Friday, May 31, 2013

Chicken in Garlic-Almond Sauce

* 4 tbsp olive oil, divided
* 1/2 cup slivered almonds
* 2 cups cubed crustless white bread
* 4 garlic cloves
* 2 cups chicken broth
* 2/3 cup white wine
* 1/2 tsp freshly ground black pepper
* kosher salt
* 1 lb chicken breasts, pounded to an even thickness
* 1 onion minced
* 1 tbsp chopped flat-leaf parsley

1. Heat 3 tbsp olive oil in a large saute pan over medium heat.  Add almonds and stir until golden brown, about 3 minutes, then transfer them to paper towels.  Place 1/3 cup of the almonds into a blender or food processor, and leave the rest for garnish.
2. Add the bread crumbs and garlic to the saute pan.  Cook and stir until the bread is crisp and golden, around 4-5 minutes.  Using a slotted spoon transfer them to the blender.  Add the broth, wine, pepper and a pinch of salt to the blender.  Process until smooth.
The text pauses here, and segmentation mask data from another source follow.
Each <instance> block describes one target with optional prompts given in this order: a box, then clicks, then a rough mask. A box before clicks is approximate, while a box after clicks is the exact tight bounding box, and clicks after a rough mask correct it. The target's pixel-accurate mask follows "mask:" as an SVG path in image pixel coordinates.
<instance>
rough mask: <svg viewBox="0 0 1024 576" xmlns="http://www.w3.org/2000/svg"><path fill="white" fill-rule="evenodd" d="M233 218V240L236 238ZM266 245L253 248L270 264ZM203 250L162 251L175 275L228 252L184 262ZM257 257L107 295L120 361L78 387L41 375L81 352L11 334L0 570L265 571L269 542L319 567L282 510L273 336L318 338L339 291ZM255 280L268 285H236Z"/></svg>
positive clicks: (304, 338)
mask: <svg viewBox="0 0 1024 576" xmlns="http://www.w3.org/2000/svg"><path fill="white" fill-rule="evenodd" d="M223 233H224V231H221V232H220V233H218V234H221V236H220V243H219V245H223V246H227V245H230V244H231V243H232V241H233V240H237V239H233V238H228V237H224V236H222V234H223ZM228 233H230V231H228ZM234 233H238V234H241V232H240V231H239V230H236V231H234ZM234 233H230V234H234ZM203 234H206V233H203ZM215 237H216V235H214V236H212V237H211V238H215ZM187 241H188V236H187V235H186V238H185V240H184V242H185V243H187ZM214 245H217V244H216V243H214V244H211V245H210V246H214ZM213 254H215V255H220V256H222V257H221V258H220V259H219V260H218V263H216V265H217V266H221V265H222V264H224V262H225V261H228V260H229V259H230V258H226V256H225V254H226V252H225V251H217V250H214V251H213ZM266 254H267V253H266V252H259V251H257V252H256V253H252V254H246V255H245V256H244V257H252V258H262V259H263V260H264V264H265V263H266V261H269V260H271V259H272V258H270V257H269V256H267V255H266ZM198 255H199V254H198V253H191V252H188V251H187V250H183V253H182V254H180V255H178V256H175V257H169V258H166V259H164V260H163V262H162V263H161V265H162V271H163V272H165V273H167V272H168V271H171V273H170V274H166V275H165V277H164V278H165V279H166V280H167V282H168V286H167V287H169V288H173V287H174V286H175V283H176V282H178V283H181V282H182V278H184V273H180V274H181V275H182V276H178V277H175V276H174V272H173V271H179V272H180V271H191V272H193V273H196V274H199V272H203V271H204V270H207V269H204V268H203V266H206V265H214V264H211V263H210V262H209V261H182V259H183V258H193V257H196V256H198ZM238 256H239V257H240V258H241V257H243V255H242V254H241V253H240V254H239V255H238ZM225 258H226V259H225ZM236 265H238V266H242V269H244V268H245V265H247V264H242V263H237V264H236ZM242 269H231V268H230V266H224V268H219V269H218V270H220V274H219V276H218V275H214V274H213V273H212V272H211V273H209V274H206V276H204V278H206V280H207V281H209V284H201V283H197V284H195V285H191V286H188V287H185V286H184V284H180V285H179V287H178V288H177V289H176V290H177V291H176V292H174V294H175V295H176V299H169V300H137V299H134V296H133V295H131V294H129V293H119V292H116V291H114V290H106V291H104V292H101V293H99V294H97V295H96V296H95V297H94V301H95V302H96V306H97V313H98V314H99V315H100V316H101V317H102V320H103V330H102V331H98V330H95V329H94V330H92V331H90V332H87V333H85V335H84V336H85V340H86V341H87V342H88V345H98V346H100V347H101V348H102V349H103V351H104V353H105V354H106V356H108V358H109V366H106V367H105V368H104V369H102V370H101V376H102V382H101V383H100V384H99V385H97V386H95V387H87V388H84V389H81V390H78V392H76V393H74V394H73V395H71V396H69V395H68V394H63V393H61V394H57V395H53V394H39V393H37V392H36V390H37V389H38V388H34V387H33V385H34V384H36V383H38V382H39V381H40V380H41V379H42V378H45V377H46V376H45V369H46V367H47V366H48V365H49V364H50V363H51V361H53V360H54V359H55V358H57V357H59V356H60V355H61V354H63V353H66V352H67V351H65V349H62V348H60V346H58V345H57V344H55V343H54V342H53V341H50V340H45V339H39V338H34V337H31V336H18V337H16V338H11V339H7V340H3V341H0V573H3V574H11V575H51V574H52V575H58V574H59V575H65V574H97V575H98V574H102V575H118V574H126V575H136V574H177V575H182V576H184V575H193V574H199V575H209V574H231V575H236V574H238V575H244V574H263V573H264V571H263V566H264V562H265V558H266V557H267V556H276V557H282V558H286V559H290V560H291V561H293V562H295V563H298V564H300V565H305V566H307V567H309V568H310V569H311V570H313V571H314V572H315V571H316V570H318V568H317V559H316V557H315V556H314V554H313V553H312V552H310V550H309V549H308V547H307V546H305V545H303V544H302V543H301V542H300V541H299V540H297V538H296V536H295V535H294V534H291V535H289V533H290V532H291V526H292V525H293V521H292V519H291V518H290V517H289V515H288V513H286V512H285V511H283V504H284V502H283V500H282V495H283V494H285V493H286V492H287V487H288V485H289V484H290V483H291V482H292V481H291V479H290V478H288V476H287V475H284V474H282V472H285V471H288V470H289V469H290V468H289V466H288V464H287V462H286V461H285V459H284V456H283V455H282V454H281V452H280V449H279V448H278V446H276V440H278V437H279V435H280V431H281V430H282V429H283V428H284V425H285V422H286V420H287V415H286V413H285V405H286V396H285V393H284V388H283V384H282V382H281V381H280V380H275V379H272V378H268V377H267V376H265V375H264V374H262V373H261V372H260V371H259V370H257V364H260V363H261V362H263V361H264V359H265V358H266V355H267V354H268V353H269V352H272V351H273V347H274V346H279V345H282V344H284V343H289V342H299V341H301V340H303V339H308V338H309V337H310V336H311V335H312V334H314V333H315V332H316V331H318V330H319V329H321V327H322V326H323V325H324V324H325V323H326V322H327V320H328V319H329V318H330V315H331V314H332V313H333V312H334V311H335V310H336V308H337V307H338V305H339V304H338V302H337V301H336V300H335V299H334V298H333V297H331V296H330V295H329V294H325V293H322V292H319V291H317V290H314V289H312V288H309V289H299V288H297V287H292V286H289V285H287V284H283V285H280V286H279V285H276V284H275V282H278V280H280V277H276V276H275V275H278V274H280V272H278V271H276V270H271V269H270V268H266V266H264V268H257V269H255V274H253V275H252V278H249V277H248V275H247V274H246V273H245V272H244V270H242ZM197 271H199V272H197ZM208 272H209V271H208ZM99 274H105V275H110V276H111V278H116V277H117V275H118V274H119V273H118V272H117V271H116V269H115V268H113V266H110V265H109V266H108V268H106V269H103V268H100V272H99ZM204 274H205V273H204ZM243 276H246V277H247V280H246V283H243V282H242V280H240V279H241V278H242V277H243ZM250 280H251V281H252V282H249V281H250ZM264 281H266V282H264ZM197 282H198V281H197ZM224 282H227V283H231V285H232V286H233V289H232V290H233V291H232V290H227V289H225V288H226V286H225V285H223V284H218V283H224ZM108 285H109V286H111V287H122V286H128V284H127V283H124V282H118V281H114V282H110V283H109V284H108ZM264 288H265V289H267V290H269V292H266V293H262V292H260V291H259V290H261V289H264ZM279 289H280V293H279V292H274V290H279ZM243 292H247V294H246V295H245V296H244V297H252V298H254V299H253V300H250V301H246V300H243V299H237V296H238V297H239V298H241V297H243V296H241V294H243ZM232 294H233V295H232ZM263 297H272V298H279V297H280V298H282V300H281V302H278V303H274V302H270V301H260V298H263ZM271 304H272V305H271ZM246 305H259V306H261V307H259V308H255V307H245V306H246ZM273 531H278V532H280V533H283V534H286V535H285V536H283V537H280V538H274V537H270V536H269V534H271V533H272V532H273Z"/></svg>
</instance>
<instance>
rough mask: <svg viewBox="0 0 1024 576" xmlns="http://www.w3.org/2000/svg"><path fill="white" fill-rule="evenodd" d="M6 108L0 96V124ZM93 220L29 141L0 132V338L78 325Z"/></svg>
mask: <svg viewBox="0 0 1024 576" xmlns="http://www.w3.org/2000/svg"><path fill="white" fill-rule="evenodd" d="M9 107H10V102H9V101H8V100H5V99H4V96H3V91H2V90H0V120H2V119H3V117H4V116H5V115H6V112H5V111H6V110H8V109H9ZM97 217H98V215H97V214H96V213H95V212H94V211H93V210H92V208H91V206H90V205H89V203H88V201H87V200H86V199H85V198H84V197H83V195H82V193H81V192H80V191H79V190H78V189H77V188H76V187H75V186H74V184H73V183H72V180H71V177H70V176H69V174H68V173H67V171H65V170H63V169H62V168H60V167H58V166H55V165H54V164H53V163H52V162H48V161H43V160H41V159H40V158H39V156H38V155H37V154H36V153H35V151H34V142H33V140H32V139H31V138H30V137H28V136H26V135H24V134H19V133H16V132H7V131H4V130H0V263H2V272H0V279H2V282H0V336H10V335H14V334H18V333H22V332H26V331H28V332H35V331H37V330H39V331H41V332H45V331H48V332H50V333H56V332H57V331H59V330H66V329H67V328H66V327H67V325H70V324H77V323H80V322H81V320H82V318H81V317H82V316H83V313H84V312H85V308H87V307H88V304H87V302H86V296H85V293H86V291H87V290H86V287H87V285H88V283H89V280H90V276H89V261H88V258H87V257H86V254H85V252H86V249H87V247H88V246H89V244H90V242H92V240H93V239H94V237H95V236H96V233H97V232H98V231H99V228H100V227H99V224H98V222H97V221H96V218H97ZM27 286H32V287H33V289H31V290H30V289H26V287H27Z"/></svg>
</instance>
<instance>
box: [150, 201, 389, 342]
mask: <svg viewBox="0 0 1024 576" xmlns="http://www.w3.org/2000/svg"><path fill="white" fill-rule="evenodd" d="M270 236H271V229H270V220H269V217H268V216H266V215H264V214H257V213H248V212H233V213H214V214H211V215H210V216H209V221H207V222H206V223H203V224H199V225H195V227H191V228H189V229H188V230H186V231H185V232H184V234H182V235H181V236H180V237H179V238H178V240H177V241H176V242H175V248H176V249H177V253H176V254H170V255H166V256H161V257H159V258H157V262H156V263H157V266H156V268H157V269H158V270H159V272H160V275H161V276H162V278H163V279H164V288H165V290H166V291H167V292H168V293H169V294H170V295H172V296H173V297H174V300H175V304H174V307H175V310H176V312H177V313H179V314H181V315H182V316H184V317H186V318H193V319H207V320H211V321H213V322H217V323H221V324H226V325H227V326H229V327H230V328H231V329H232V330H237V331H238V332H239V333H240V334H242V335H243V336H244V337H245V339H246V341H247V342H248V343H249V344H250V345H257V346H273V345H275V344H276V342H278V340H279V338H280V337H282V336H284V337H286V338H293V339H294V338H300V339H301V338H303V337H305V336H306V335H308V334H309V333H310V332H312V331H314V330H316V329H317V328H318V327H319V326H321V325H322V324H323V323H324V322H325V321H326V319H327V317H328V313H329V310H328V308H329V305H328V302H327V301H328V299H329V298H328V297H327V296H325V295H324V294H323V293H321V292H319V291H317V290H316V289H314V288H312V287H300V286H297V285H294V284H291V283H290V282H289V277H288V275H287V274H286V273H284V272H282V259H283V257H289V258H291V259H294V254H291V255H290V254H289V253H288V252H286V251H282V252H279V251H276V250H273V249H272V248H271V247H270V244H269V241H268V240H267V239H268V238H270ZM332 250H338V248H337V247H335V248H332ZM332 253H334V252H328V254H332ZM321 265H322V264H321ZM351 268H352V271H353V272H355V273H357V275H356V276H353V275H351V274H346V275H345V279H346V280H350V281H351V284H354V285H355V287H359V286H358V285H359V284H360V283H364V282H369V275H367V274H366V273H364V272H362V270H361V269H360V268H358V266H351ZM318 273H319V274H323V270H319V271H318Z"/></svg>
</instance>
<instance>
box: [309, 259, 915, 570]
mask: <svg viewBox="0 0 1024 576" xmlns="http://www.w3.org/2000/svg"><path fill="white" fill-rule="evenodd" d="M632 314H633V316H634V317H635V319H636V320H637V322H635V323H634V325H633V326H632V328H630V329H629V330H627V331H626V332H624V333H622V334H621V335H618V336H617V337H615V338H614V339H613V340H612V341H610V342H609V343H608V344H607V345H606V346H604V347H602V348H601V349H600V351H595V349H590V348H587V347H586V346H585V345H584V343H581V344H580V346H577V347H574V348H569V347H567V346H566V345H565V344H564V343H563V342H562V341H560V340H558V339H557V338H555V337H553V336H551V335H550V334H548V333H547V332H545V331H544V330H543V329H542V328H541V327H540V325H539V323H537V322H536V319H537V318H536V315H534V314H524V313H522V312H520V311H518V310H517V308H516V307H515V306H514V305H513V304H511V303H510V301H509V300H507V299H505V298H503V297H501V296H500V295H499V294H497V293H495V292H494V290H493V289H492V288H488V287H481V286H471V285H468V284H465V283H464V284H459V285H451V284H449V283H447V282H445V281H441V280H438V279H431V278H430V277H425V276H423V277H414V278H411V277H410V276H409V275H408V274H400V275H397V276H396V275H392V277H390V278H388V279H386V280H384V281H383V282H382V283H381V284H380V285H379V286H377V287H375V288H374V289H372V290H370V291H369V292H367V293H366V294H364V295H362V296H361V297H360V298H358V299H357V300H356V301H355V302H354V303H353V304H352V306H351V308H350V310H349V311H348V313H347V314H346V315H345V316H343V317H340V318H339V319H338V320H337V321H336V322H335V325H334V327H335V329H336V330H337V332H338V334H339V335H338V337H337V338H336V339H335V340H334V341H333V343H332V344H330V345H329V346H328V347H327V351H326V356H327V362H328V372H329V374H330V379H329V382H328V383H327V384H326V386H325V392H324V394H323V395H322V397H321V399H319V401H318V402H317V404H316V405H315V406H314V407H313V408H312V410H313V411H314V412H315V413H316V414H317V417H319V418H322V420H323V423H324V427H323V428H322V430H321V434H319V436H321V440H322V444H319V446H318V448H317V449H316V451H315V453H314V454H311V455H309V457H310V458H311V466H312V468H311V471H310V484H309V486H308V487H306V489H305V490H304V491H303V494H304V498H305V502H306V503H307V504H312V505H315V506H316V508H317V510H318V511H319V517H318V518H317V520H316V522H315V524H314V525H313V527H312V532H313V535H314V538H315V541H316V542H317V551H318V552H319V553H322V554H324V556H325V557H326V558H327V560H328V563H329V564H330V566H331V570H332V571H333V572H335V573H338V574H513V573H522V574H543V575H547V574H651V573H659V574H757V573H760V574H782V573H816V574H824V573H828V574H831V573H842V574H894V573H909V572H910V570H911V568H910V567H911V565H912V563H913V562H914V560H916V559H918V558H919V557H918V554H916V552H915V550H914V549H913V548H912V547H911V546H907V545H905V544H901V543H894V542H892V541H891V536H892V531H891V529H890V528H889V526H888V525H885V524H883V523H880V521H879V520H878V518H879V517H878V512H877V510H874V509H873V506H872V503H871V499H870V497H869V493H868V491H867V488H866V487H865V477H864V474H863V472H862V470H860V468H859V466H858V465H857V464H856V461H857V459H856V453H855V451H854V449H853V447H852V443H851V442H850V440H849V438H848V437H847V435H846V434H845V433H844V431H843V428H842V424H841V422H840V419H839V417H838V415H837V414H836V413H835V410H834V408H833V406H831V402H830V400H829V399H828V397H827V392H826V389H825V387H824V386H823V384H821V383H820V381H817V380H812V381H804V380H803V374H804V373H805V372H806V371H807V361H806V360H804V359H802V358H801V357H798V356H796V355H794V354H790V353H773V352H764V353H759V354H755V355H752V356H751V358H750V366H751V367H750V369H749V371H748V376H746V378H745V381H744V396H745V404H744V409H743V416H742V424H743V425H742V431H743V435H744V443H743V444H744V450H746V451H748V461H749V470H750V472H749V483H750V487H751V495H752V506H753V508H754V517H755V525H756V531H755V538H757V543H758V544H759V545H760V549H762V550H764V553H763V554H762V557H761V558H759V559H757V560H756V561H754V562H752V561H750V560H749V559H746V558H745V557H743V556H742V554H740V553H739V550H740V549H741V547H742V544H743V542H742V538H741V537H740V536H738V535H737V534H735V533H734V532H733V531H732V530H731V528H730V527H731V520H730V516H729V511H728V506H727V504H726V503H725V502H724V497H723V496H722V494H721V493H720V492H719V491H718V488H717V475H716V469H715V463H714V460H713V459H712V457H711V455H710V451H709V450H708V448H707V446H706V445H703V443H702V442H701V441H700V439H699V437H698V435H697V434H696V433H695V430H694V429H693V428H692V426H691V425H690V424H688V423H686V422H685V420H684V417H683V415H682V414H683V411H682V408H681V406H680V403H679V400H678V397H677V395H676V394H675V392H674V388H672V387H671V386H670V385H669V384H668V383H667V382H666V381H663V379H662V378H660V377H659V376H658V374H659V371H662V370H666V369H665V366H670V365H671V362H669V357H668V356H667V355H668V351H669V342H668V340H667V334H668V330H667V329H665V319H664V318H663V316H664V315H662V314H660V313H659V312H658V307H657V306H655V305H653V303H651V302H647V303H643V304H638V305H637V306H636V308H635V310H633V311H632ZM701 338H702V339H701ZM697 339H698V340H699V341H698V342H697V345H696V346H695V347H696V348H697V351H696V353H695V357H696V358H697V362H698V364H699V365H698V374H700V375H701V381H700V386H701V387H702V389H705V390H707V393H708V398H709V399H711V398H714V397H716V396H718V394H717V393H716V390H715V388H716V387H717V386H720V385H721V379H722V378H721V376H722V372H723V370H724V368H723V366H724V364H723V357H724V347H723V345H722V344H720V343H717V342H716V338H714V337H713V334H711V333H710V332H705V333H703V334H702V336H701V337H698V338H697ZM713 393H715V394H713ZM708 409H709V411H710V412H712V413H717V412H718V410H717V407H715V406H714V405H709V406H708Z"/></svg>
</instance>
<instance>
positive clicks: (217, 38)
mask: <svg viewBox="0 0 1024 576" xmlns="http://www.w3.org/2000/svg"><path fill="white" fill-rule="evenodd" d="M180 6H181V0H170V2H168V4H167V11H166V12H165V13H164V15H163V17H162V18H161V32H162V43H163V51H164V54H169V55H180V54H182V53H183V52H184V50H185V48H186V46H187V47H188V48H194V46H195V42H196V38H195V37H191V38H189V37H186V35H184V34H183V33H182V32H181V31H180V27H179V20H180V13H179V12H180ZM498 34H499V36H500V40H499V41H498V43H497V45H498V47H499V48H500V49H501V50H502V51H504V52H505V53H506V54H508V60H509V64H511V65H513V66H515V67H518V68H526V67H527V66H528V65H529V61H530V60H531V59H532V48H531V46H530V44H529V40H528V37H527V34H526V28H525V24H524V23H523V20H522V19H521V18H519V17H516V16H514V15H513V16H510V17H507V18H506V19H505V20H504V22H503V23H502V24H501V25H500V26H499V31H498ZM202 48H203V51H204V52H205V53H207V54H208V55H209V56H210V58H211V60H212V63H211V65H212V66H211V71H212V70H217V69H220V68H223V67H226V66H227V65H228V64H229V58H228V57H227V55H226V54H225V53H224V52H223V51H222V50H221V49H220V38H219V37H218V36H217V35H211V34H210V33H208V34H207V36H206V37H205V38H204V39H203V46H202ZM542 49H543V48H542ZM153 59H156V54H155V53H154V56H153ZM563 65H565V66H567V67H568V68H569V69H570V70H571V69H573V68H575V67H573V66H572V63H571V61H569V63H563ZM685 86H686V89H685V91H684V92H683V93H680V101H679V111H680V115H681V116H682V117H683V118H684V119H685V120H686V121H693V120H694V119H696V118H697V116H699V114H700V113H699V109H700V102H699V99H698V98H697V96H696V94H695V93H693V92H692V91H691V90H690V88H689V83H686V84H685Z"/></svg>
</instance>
Set aside.
3. Heat the last 1 tbsp of oil over medium high heat.  Season the chicken with salt and pepper.  Brown the chicken in oil.  Remove the browned chicken to a plate.
4. Add the onion to the pan and cook for 6 minutes.  Add the sauce and chicken to the pan with the onions, ensuring the sauce covers the chicken.  Bring the sauce to a simmer, then cover.  Simmer the chicken in the sauce until cooked through, about 12 minutes.
5. Serve the chicken with the sauce.  Use the parsley and reserved almonds as garnish when serving.

We loved this!  The chicken was very moist from cooking in the sauce, and the flavor was so different from other chicken dishes we've made, which was a nice change of pace!